DOR collected $2.089 billion from Massachusetts taxpayers in October, $62 million, or 3.1 percent, more than what was collected in October 2019, the agency said. October’s tax haul is among the smallest of the calendar year and DOR said the month typically generates about 6.5 percent of the state’s annual revenue.

“October revenue was driven mostly by increases in withholding, non-withheld income tax, and regular sales tax. These increases were partly offset by decreases in meals tax, and ‘All Other’ tax,” Revenue Commissioner Geoffrey Snyder said. “An increase in individual return payments, combined with a decrease in refunds, resulted in growth in non-withheld income tax in October. The moderate withholding increase reflects unemployment insurance benefits, one-time events, and timing factors.”

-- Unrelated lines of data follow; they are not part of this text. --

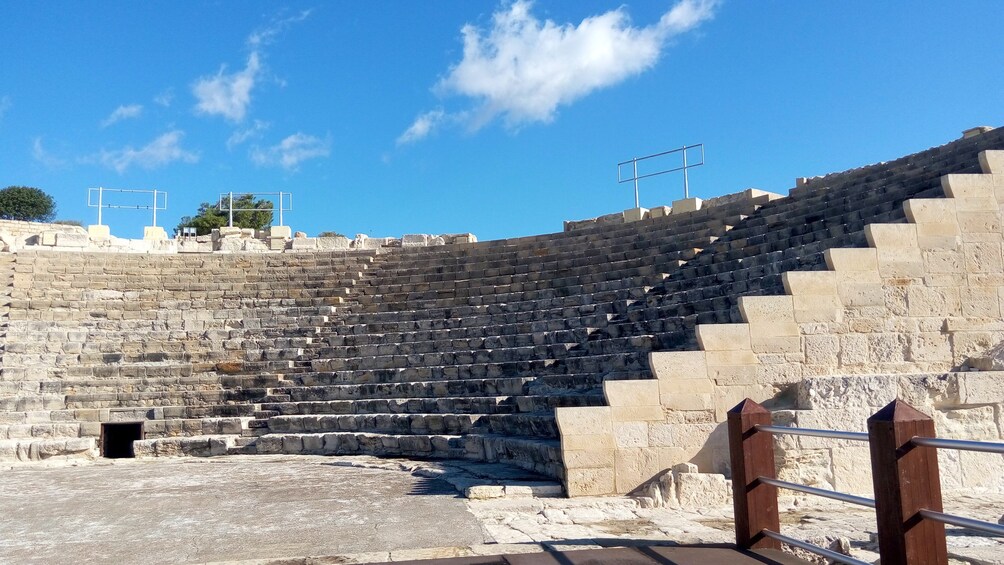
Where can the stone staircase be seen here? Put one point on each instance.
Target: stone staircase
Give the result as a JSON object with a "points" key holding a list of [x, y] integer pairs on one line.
{"points": [[466, 350], [891, 319]]}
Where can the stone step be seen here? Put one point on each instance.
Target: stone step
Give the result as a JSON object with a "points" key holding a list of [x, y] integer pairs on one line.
{"points": [[56, 449], [39, 431], [397, 424], [441, 404], [354, 443]]}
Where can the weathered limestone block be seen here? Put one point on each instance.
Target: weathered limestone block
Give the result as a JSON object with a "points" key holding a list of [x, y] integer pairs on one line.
{"points": [[983, 258], [47, 238], [97, 232], [992, 162], [632, 400], [968, 186], [892, 235], [281, 232], [904, 262], [75, 240], [723, 337], [154, 233], [852, 469], [687, 205], [822, 349], [767, 309], [583, 420], [636, 215], [834, 392], [589, 482], [927, 301], [702, 490], [630, 435], [339, 242], [301, 244], [672, 365], [485, 492], [634, 467], [982, 387], [807, 467], [660, 211], [930, 210], [415, 240]]}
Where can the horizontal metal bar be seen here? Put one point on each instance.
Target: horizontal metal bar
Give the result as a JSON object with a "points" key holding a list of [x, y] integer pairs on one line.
{"points": [[831, 434], [969, 523], [842, 497], [639, 178], [965, 445], [149, 192], [828, 554], [678, 150]]}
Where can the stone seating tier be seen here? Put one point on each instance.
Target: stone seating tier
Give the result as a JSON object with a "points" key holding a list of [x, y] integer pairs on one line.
{"points": [[792, 235], [544, 320]]}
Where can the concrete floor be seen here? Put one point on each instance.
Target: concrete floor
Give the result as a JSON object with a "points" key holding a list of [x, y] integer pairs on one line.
{"points": [[196, 510]]}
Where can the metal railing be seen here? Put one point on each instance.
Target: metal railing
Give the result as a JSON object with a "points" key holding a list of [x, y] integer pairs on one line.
{"points": [[155, 206], [685, 167], [908, 501], [226, 204]]}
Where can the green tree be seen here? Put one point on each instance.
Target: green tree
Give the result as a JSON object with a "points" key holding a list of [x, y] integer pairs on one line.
{"points": [[209, 217], [26, 204]]}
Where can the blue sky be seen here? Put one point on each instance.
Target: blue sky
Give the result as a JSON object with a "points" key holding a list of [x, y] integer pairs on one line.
{"points": [[501, 118]]}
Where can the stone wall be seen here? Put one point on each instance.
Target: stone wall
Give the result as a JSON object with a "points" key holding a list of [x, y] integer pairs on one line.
{"points": [[679, 207], [923, 299], [23, 229]]}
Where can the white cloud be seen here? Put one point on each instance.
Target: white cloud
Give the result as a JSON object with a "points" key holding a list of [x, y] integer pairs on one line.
{"points": [[39, 154], [228, 94], [523, 69], [278, 25], [243, 134], [423, 125], [122, 112], [292, 151], [166, 97], [163, 151]]}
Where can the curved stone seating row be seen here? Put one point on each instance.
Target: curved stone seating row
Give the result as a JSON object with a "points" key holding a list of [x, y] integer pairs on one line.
{"points": [[460, 350], [792, 233]]}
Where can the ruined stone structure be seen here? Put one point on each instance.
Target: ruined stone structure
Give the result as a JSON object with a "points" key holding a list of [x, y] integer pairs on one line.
{"points": [[602, 355]]}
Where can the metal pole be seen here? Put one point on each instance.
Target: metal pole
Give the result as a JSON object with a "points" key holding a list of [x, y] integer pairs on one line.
{"points": [[635, 162], [686, 181]]}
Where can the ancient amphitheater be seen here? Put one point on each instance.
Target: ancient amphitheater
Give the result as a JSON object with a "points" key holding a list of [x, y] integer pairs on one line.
{"points": [[600, 356]]}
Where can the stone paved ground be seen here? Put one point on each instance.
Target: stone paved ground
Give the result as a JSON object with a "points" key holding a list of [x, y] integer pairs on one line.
{"points": [[279, 510], [196, 510]]}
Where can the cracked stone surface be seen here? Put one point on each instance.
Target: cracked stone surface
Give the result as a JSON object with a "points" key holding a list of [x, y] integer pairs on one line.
{"points": [[296, 510], [195, 510]]}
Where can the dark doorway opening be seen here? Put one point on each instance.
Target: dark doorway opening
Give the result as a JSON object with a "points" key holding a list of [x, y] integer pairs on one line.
{"points": [[116, 439]]}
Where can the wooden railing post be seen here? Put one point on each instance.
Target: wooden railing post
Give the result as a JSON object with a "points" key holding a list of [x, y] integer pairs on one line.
{"points": [[906, 481], [752, 454]]}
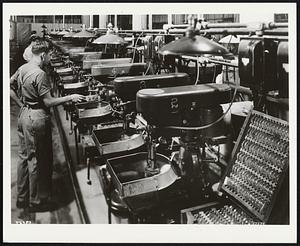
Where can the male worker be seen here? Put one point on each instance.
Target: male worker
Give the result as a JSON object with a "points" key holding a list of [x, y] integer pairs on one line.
{"points": [[27, 52], [34, 172]]}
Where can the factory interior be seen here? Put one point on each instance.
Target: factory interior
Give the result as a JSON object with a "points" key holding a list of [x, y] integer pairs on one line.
{"points": [[185, 118]]}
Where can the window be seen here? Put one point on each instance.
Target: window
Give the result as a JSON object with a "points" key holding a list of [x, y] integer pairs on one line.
{"points": [[58, 18], [44, 19], [73, 19], [95, 20], [222, 18], [158, 21], [25, 18], [111, 19], [124, 22], [279, 18]]}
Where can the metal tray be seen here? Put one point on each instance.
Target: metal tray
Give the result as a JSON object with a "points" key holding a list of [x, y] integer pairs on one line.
{"points": [[112, 140], [64, 71], [95, 115], [127, 174]]}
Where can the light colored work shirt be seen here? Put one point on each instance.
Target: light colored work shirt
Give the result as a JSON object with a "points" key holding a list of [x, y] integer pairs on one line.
{"points": [[27, 55]]}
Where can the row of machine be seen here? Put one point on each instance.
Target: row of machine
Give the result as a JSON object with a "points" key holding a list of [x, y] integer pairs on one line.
{"points": [[159, 136]]}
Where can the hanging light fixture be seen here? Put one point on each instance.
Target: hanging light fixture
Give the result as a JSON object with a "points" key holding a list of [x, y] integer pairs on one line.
{"points": [[83, 34], [193, 44], [109, 39], [62, 33]]}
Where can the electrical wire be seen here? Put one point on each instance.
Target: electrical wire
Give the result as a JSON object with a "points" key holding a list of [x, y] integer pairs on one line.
{"points": [[206, 126], [198, 70], [134, 48], [147, 68], [215, 71]]}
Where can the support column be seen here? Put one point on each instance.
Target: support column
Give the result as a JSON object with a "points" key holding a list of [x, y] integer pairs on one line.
{"points": [[85, 20], [200, 16], [136, 22], [116, 20], [91, 21], [150, 21], [169, 19]]}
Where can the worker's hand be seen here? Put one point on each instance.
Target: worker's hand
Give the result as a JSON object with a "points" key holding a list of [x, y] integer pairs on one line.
{"points": [[77, 98]]}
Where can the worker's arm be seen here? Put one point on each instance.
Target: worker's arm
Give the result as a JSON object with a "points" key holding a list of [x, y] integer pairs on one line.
{"points": [[14, 97], [13, 88], [50, 101]]}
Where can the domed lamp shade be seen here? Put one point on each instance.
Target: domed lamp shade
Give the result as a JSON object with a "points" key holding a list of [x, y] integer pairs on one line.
{"points": [[69, 34], [62, 33], [230, 39], [195, 45], [109, 39], [84, 34]]}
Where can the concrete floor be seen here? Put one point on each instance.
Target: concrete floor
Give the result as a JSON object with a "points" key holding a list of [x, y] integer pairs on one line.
{"points": [[67, 212]]}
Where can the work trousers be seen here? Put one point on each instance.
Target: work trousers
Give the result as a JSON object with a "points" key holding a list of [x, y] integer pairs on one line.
{"points": [[35, 162]]}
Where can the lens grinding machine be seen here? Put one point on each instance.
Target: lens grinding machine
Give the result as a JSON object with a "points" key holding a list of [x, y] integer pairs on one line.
{"points": [[186, 112]]}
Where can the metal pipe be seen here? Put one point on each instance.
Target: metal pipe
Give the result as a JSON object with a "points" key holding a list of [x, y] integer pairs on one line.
{"points": [[226, 25], [245, 31], [223, 62]]}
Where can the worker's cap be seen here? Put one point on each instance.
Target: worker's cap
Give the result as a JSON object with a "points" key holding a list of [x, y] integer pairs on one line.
{"points": [[39, 47]]}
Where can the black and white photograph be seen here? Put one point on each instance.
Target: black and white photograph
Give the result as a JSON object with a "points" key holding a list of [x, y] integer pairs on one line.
{"points": [[149, 122]]}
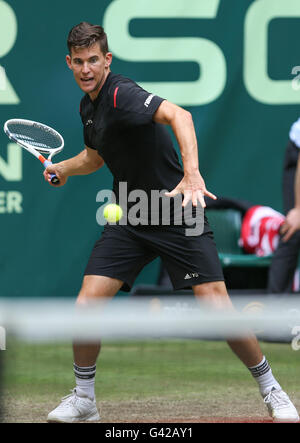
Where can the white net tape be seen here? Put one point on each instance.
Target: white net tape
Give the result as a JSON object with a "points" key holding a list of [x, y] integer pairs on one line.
{"points": [[158, 317]]}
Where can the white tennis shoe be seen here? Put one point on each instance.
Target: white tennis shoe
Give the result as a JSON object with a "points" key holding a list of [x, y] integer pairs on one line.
{"points": [[280, 407], [74, 409]]}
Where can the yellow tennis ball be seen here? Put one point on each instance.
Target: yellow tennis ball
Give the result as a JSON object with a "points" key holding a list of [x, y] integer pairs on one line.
{"points": [[112, 213]]}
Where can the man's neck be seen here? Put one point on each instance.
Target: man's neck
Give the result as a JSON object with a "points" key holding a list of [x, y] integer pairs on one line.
{"points": [[94, 94]]}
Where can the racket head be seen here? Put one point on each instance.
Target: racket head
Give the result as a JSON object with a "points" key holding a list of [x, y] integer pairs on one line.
{"points": [[33, 135]]}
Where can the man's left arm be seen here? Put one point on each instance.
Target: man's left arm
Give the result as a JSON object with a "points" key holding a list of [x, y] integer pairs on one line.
{"points": [[192, 186]]}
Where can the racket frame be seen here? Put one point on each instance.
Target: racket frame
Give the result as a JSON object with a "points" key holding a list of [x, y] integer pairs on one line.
{"points": [[37, 152]]}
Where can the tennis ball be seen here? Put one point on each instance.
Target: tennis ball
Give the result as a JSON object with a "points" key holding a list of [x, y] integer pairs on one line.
{"points": [[112, 213]]}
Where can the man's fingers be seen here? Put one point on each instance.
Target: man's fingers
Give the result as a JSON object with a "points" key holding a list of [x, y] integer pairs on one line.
{"points": [[210, 195], [188, 195], [172, 193], [200, 197]]}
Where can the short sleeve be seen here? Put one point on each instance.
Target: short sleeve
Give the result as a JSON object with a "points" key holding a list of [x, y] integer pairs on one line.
{"points": [[137, 105]]}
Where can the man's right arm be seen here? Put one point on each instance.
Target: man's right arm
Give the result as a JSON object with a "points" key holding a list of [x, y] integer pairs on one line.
{"points": [[292, 223], [86, 162]]}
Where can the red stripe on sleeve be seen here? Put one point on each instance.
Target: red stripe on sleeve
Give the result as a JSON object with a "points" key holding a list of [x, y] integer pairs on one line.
{"points": [[115, 97]]}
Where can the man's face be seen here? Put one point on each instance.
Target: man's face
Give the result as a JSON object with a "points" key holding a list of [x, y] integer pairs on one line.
{"points": [[90, 68]]}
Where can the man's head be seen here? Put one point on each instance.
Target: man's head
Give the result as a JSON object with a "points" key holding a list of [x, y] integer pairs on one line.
{"points": [[88, 57]]}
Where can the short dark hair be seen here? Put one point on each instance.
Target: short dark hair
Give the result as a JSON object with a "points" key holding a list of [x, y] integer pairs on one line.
{"points": [[85, 35]]}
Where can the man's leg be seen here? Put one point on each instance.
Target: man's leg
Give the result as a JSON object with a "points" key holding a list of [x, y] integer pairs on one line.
{"points": [[215, 293], [81, 404], [248, 350], [94, 288]]}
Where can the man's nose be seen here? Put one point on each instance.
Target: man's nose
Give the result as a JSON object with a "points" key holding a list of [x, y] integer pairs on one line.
{"points": [[85, 67]]}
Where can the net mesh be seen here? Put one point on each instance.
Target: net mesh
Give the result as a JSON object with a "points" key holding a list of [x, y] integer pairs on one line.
{"points": [[163, 359]]}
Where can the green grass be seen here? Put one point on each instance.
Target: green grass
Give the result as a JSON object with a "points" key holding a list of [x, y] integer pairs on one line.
{"points": [[135, 370]]}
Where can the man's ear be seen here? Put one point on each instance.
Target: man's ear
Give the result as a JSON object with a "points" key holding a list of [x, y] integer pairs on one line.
{"points": [[69, 61], [108, 59]]}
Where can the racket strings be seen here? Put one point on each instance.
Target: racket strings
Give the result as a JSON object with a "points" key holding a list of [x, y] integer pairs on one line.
{"points": [[37, 136]]}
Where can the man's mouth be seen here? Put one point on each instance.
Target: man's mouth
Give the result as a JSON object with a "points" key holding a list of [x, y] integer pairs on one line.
{"points": [[87, 80]]}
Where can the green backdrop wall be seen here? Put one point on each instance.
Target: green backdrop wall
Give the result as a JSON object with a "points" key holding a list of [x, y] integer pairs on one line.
{"points": [[232, 63]]}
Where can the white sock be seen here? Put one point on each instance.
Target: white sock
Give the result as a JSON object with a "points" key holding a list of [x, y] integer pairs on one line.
{"points": [[264, 377], [85, 381]]}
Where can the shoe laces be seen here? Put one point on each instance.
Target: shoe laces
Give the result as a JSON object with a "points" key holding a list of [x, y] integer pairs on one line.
{"points": [[69, 399], [277, 399]]}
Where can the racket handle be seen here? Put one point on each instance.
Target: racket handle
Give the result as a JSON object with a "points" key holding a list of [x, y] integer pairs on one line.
{"points": [[53, 178]]}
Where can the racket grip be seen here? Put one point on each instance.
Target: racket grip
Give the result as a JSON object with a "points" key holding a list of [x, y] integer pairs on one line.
{"points": [[54, 179]]}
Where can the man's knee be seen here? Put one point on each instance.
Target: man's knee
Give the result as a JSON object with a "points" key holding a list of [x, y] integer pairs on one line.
{"points": [[95, 288], [213, 293]]}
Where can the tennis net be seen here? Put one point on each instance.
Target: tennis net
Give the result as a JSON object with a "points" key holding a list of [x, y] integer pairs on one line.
{"points": [[161, 358]]}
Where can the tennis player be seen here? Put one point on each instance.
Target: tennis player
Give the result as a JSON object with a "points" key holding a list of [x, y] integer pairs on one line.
{"points": [[124, 126]]}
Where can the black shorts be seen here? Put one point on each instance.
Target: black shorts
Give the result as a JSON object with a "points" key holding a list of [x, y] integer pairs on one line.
{"points": [[123, 251]]}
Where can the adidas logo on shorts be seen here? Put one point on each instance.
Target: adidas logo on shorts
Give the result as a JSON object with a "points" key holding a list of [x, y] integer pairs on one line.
{"points": [[191, 275]]}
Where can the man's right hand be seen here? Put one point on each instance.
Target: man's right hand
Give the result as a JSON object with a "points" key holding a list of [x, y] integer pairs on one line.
{"points": [[57, 169], [291, 224]]}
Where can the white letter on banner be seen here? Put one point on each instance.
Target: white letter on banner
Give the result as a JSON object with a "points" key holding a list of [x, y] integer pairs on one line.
{"points": [[259, 85], [8, 35], [205, 53]]}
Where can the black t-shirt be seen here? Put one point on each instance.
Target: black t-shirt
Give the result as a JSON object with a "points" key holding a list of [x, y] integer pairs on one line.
{"points": [[119, 125]]}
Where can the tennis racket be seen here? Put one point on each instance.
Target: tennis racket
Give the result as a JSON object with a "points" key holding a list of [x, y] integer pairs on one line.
{"points": [[37, 139]]}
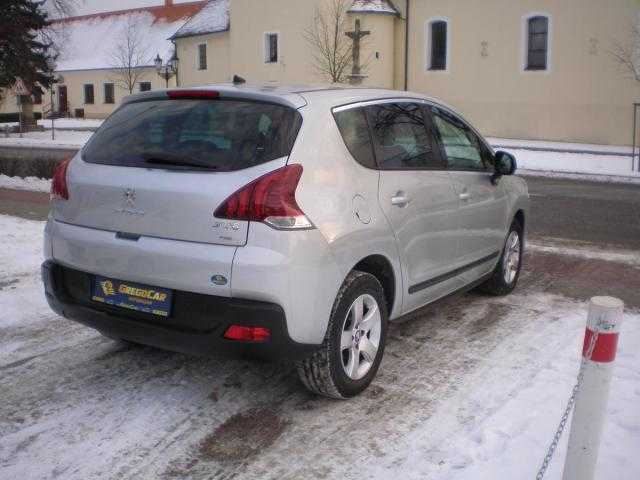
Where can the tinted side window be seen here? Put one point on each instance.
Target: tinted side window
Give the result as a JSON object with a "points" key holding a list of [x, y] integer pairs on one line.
{"points": [[401, 138], [462, 147], [355, 133]]}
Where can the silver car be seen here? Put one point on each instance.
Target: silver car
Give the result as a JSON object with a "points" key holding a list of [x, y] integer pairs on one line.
{"points": [[279, 222]]}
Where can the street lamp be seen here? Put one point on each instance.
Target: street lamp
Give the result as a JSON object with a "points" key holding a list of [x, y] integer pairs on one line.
{"points": [[168, 70]]}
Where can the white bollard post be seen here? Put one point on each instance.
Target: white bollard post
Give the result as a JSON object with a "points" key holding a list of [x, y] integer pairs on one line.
{"points": [[598, 354]]}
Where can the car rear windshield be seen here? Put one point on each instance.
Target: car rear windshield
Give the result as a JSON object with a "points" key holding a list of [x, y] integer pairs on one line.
{"points": [[221, 135]]}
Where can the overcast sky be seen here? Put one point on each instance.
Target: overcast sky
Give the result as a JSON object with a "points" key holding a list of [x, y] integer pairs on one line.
{"points": [[86, 7]]}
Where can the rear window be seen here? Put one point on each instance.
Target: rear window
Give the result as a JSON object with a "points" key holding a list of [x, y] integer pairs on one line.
{"points": [[217, 134]]}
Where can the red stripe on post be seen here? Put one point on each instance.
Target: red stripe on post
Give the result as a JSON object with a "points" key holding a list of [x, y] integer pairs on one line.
{"points": [[605, 348]]}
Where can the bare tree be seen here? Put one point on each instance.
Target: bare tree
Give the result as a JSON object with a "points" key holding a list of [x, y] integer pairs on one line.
{"points": [[627, 55], [62, 8], [331, 49], [130, 54]]}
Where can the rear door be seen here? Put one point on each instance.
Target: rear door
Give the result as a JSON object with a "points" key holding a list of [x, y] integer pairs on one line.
{"points": [[483, 206], [161, 167], [418, 199]]}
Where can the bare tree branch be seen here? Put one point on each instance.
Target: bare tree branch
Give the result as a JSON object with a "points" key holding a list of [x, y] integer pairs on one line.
{"points": [[627, 55], [130, 54], [62, 8], [331, 49]]}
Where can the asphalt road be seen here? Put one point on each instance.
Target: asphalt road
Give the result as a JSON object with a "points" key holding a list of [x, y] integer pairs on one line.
{"points": [[602, 213]]}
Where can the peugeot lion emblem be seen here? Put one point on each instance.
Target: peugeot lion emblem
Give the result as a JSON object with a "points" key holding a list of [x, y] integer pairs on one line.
{"points": [[130, 198], [129, 203]]}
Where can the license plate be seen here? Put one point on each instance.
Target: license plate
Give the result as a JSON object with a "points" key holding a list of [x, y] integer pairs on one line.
{"points": [[132, 296]]}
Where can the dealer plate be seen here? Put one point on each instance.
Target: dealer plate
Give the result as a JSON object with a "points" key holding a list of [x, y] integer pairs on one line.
{"points": [[132, 296]]}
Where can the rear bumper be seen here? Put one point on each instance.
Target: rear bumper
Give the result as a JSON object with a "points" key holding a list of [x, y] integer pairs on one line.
{"points": [[196, 326]]}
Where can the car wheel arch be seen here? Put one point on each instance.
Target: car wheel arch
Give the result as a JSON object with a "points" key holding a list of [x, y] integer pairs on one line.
{"points": [[381, 267]]}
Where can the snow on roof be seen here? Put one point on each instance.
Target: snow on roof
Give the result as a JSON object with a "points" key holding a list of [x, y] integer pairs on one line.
{"points": [[214, 17], [89, 42], [373, 6]]}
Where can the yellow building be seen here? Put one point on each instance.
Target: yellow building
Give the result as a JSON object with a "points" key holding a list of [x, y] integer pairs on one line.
{"points": [[524, 69], [527, 69], [93, 70]]}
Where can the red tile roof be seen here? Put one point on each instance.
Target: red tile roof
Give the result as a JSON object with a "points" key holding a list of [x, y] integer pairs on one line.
{"points": [[165, 13]]}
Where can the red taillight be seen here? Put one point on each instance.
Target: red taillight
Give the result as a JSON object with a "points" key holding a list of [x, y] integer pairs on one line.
{"points": [[59, 189], [269, 199], [248, 334], [196, 94]]}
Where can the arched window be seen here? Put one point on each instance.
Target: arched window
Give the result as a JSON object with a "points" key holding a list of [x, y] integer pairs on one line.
{"points": [[537, 43], [437, 44]]}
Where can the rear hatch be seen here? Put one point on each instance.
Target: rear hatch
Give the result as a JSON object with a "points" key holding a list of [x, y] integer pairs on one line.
{"points": [[160, 167]]}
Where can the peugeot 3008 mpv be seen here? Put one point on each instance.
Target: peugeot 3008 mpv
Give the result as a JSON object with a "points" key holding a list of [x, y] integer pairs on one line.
{"points": [[281, 222]]}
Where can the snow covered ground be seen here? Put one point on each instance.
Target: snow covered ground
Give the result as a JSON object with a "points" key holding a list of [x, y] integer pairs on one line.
{"points": [[29, 183], [64, 123], [63, 139], [469, 389]]}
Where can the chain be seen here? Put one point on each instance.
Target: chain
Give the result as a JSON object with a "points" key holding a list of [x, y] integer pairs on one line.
{"points": [[567, 411]]}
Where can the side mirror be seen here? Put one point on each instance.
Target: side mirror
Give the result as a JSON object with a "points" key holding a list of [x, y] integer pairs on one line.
{"points": [[505, 164]]}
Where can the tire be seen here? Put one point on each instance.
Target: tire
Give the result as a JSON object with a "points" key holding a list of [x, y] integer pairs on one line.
{"points": [[332, 370], [502, 282]]}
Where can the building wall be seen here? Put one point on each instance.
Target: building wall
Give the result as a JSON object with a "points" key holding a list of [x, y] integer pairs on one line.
{"points": [[218, 69], [582, 98], [75, 81], [250, 21]]}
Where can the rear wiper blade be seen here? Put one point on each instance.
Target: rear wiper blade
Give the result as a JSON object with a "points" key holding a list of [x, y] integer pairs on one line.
{"points": [[177, 161]]}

Through four months of fiscal year 2021, state tax collections of $9.347 billion are trending $118 million or 1.3 percent ahead of receipts during the same period of time during fiscal 2020, DOR said.

But by the end of June 2021, Snyder and DOR expect tax revenues will land somewhere between $25.918 billion and $28.387 billion — which would be between $2.76 billion and $5.23 billion below the assumption agreed to before the pandemic upended the economy and a drop from final fiscal year 2020 collections of $29.596 billion.

Gov. Charlie Baker’s revised fiscal 2021 budget counts on $27.6 billion in tax collections this fiscal year. The House Ways and Means Committee on Thursday plans to unveil its version of the governor’s budget.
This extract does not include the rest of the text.